I’m an Enneagram Nine. Usually described as a peacemaker; one who avoids conflict. Talk to my husband and he’ll tell you this is for sure true. For better or worse. And yet. I heard someone on a podcast once (I can’t tell you now who it was) who said something about how a Nine is for peace EXCEPT when this Nine finds a hill to die on.

I have a hill.

I’ve known it for a while. For at least fifteen years, since back in the day when my boys were young and God showed me what I’ve come to call my P’s. You know what I mean if you’ve been following along. Performance. Perfection. Pride. Those guys. And when God in His mercy went to battle and killed those guys off, I took to my hill. Never again. I’m not going back. 

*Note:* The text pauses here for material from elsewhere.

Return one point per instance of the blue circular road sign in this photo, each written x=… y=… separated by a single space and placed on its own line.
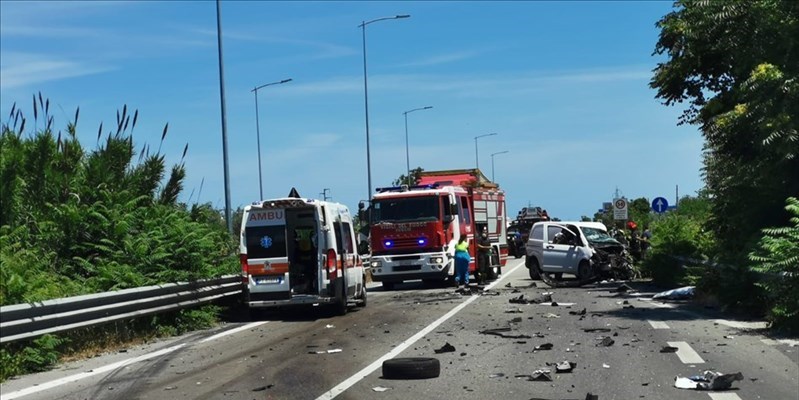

Lately I’ve been intrigued by a conversation that’s come up a number of times. Different contexts and different perspectives, folks who are talking about TRUTH and GRACE. And for all these years I would have probably told you my HILL was the hill of Grace. Until lately. Because just lately I’ve noticed this thing called Truth has been making its way up my hill, too, and it’s not what I would have expected.

A quick explanation. Truth and Grace is a churchy topic. It comes up often and usually in the context of “Are you more truth or grace?” And of course we know Jesus was fully both. We’re always quick to point this out. And if we’re to be honest, we’ve defined these two as opposites. Think Bad Cop/Good Cop. Truth is the hard side; grace is soft. Truth tells you what you should and shouldn’t be doing. Grace gets you off of the hook. That’s how we usually think. I think.

But then last Sunday I had a lightbulb. I’ve always suspected GRACE is something other than how we tend to define it. But on Sunday it struck me. This is also true about TRUTH.

We were singing when I had my lightbulb moment, and now I realize it happened on purpose. Yesterday at a staff meeting at church, sitting directly across from our new worship pastor, Jeremy said something like this. My job is not to lead people into God’s presence. That’s way too much pressure. My job is to lead them to Truth. Which is EXACTLY what happened to me on Sunday.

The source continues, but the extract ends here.